Associated Student Government (ASG) passed a joint resolution to increase student fees by $5 per credit hour on April 22. This fee will finance the construction of a new parking garage on the Dominguez Hall parking lot, also known as CP9.
The resolution was originally proposed at the April 15 Senate meeting after it passed the House the Monday prior. Senate members received the resolution less than 24 hours before they were scheduled to vote on it. Given the short notice, they voted to table the resolution until the following meeting on April 22.
“It’s not like this is a midterm paper; this is $25 million, and this is affecting students for 30 years, so I feel like we’re all in agreement we should push this at least a couple of weeks,” computer science and mechanical engineering senator Raven Kopko said.
Senior Vice President for Student Services Dr. Roberto Montoya gave a presentation about the parking structure at the April 15 meeting.
“Students are like ‘I can’t find parking, I can’t get to class.’ And it’s not just students, it’s our faculty,” Montoya said.
According to Montoya, the garage will contain approximately 500 spaces.
“Any engineer will tell you, do not put a parking garage in the middle of your campus. They will tell you that over and over again. We disagree,” Montoya said.
Montoya said student concerns over UC parking spaces prioritized for community member use for external events influenced conversations around the new parking structure. Montoya said CMU administration is working on ways to balance the needs of both groups.
President John Marshall estimated the project will be finished by spring 2027. Marshall indicated that CMU will soon begin conversations with architects and would like to break ground this summer. He also said this is not the only parking added to campus recently.
Montoya justified the choice of location on the basis that a parking garage in the center of campus will expedite access to academic buildings and residence halls. Montoya said that the engineering obstacles are related to aesthetics rather than structural challenges.
CMU is considering different options to ensure an adequate number of spaces while leaving the on-campus view of the Colorado National Monument unobstructed according to Marshall and Montoya.
“We’ve got four and five-story dorms. But they’re kind of spread out, and we don’t want to create these urban canyons,” Marshall said.
CMU identifies as a Human Scale University. The website defines part of that as “not dwarfed by high-rise residence halls.” Marshall was asked if CMU is considering an underground option for the parking garage, but said anything more than a half level it is too expensive.

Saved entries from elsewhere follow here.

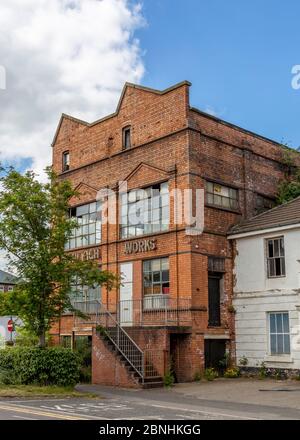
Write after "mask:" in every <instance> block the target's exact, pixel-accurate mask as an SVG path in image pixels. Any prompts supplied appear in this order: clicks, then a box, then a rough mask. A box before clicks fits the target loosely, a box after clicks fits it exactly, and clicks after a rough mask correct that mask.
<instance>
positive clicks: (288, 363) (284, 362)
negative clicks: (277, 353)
mask: <svg viewBox="0 0 300 440" xmlns="http://www.w3.org/2000/svg"><path fill="white" fill-rule="evenodd" d="M264 361H265V362H278V363H286V364H292V363H293V362H294V359H293V358H291V357H290V356H266V357H265V359H264Z"/></svg>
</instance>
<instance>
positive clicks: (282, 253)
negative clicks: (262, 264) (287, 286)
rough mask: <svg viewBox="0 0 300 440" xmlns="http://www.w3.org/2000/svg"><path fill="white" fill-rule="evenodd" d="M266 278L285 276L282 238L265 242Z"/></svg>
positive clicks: (283, 256)
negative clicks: (266, 247) (266, 259)
mask: <svg viewBox="0 0 300 440" xmlns="http://www.w3.org/2000/svg"><path fill="white" fill-rule="evenodd" d="M267 269H268V278H276V277H284V276H285V256H284V239H283V237H278V238H271V239H269V240H267Z"/></svg>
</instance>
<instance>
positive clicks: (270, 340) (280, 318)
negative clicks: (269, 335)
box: [269, 312, 291, 355]
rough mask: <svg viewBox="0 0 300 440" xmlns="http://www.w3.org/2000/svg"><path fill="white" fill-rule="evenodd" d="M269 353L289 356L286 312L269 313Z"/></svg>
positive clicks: (289, 330) (288, 341)
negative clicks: (288, 354)
mask: <svg viewBox="0 0 300 440" xmlns="http://www.w3.org/2000/svg"><path fill="white" fill-rule="evenodd" d="M269 328H270V353H271V355H280V354H290V352H291V348H290V325H289V314H288V312H280V313H277V312H276V313H270V314H269Z"/></svg>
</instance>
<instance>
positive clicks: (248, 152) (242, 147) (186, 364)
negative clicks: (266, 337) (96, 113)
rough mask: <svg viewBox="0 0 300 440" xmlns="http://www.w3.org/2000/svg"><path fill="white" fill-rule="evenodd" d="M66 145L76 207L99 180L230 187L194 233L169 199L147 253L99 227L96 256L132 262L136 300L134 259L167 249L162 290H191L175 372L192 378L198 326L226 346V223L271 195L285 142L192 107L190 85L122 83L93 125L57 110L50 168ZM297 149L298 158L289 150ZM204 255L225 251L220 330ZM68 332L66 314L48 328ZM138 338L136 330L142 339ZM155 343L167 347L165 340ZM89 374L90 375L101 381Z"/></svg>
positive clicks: (228, 224) (115, 267)
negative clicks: (224, 201)
mask: <svg viewBox="0 0 300 440" xmlns="http://www.w3.org/2000/svg"><path fill="white" fill-rule="evenodd" d="M127 125H130V126H131V128H132V148H131V149H129V150H126V151H123V150H122V139H121V138H122V128H123V127H125V126H127ZM66 150H68V151H70V164H71V169H70V171H68V172H65V173H63V174H61V175H60V178H61V179H70V180H71V181H72V183H73V185H74V187H77V188H78V190H79V192H80V194H81V195H80V197H79V198H78V199H74V200H72V201H71V204H72V205H74V206H75V205H78V204H82V203H86V202H90V201H93V200H95V198H96V194H97V190H99V189H102V188H104V187H109V188H114V189H118V187H117V183H118V182H119V181H123V180H126V181H127V182H128V188H129V189H133V188H141V187H146V186H149V185H152V184H156V183H158V182H163V181H168V182H169V189H170V190H172V189H173V188H180V189H184V188H193V189H195V188H204V186H205V180H212V181H215V182H219V183H221V184H224V185H228V186H231V187H233V188H236V189H238V191H239V205H240V206H239V210H238V211H236V212H233V211H229V210H225V209H217V208H213V207H209V206H206V207H205V225H204V226H205V229H204V233H203V234H202V235H200V236H193V237H192V236H187V235H186V234H185V230H184V228H182V227H178V226H176V225H174V224H173V222H172V218H173V216H172V214H173V208H172V206H171V224H170V229H169V231H168V232H164V233H159V234H154V235H153V236H152V237H151V238H155V240H156V243H157V248H156V249H155V250H153V251H149V252H147V254H145V253H142V252H137V253H134V254H133V255H127V254H126V253H125V242H126V240H121V239H120V236H119V231H118V226H117V225H111V224H109V225H105V226H103V228H102V243H101V245H100V246H99V259H98V262H99V264H101V265H102V267H103V269H109V270H112V271H116V272H118V270H119V265H120V263H122V262H126V261H132V262H133V267H134V288H133V289H134V290H133V298H134V299H141V298H142V261H143V260H145V259H146V258H156V257H164V256H169V264H170V295H171V297H172V298H179V297H184V298H190V299H191V300H192V305H193V308H194V311H193V325H192V329H191V331H190V334H189V335H187V334H182V335H181V336H180V335H178V337H177V339H178V342H177V345H178V347H177V349H176V350H177V351H176V350H175V352H176V353H177V354H176V356H177V361H176V362H177V364H176V365H177V370H178V376H179V377H180V378H181V379H184V380H191V378H192V377H193V375H194V374H195V372H197V370H199V369H201V368H203V366H204V336H205V334H206V333H208V334H211V335H214V334H217V335H222V334H224V333H226V334H229V336H230V337H231V339H232V342H231V347H233V350H234V314H233V313H232V310H231V309H230V306H231V303H232V283H233V281H232V249H231V245H230V243H229V242H228V241H227V239H226V234H227V231H228V229H229V228H230V227H231V226H232V225H234V224H235V223H237V222H239V221H241V220H242V219H243V218H247V217H251V216H253V215H254V214H255V204H256V197H257V194H261V195H265V196H268V197H271V198H272V197H275V195H276V189H277V185H278V182H279V181H280V179H281V178H282V177H283V173H284V166H283V165H282V160H283V151H284V150H283V149H282V147H281V146H280V145H278V144H276V143H274V142H272V141H269V140H267V139H265V138H263V137H261V136H258V135H255V134H253V133H250V132H248V131H246V130H243V129H240V128H238V127H234V126H232V125H230V124H227V123H224V122H222V121H220V120H218V119H216V118H213V117H211V116H209V115H204V114H203V113H201V112H199V111H197V110H194V109H190V107H189V84H188V83H182V84H180V85H178V86H175V87H173V88H171V89H169V90H167V91H164V92H157V91H151V90H148V89H145V88H141V87H133V86H131V85H128V86H126V87H125V89H124V92H123V94H122V97H121V100H120V103H119V105H118V108H117V111H116V113H114V114H113V115H110V116H108V117H107V118H104V119H102V120H99V121H96V122H95V123H92V124H88V123H85V122H83V121H78V120H76V119H74V118H70V117H63V118H62V120H61V122H60V125H59V129H58V132H57V134H56V137H55V139H54V142H53V167H54V170H55V171H56V172H57V173H61V166H62V153H63V152H64V151H66ZM295 157H296V160H298V157H299V156H297V155H296V153H295ZM127 241H129V240H127ZM211 255H212V256H217V257H223V258H225V274H224V277H223V281H222V283H223V295H222V304H221V315H222V316H221V327H219V328H208V311H207V307H208V272H207V267H208V266H207V261H208V257H209V256H211ZM118 297H119V292H118V290H114V291H112V292H109V293H108V292H106V291H105V289H104V288H103V289H102V300H103V302H104V304H108V306H109V308H110V310H112V309H113V307H114V305H115V303H116V301H117V299H118ZM72 330H73V321H72V319H71V317H69V318H66V317H64V318H62V319H61V322H60V327H57V328H56V329H55V328H54V329H53V333H55V332H56V333H55V334H57V332H61V333H62V332H64V333H65V334H68V333H71V332H72ZM149 331H150V332H151V331H152V332H154V330H149ZM164 334H165V335H166V334H167V333H166V332H165V333H164ZM153 335H154V333H153ZM144 336H145V334H144V333H142V332H141V334H140V337H141V338H142V339H143V338H144ZM155 337H157V334H156V336H155ZM155 337H154V336H153V338H152V344H153V346H154V347H155V346H156V345H155V344H156V342H155ZM164 337H165V336H164ZM142 339H141V344H143V342H142ZM150 339H151V338H150ZM158 340H159V338H158ZM96 343H97V344H99V343H98V342H95V344H96ZM229 345H230V344H229ZM163 347H165V349H166V350H169V351H170V347H169V342H167V340H166V339H164V342H163ZM233 355H234V353H233ZM93 356H94V357H93V359H94V361H95V362H97V363H98V362H99V359H98V360H97V358H95V355H93ZM107 356H108V355H107ZM97 374H98V373H95V378H96V379H95V380H100V379H99V377H98V376H97ZM99 374H100V373H99ZM118 374H120V375H122V374H123V373H118ZM97 377H98V379H97ZM120 377H121V376H120ZM120 380H121V379H120ZM122 380H123V379H122ZM124 380H125V379H124Z"/></svg>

An open-air parking garage with approximately half a level underground could solve this issue, allowing for a wide, two- to three-story structure.
“We gotta find the middle ground between functionality and price,” Marshall said.
The total cost is estimated to be slightly more than $27 million and would be paid over a 30 year period.
According to Budget Director Spencer Rockwell, CMU will take out a bond to pay for the parking garage. The new student fee would cover some of CMU’s annual payments on the bond.
“What we’re here, before you, asking for is an income source, a student fee increase that raises roughly half that annual cost of $1.7-1.8 million in debt service payments,” Rockwell said.
CMU requested capital funds for a parking garage through the state over five consecutive years before looking at increasing student fees. The parking garage is considered an auxiliary project and the State of Colorado does not provide capital funding for auxiliary projects.
Marshall said the school justified this decision by referencing a project he thought was for an auxiliary gymnasium built at Fort Lewis College (FLC) that received capital funding.
According to Colorado Capital Development Committee (CDC) staffers, this is the reason for the discrepancy between CMU and FLC’s requests:
“In reviewing the original request documents for the Whalen Gymnasium Expansion and Renovation, Exercise Science, South project, [Fort Lewis Gymnasium Project] we believe the term “auxiliary” was used in the layman’s sense of the word, in that the proposed building was a smaller secondary detached gymnasium separate from the primary FLC gymnasium, rather than as a designation as an auxiliary facility as defined in statute. The Colorado Mesa University Student Parking Garage project was submitted as a state-funded request five times, between FY 2019-20 and FY 2022-23. Each of those times, CMU ranked the project as its last or second-to-last priority out of the 4 to 6 projects it submitted.”
Montoya and Rockwell said funding must be secured to break ground this summer and that waiting on a decision would increase costs. Some senators argued it would be unacceptable to wait on voting for the student fee increase until next semester’s biennial. When the Senate voted to pass the funding increase during the April 22 meeting, three votes were cast in opposition.
Senators who cast their votes in opposition cited complaints from upperclassmen about fee increases that do not benefit them. They were overruled by the majority vote, and senators in favor commented on the parking strain caused by the continued growth of campus.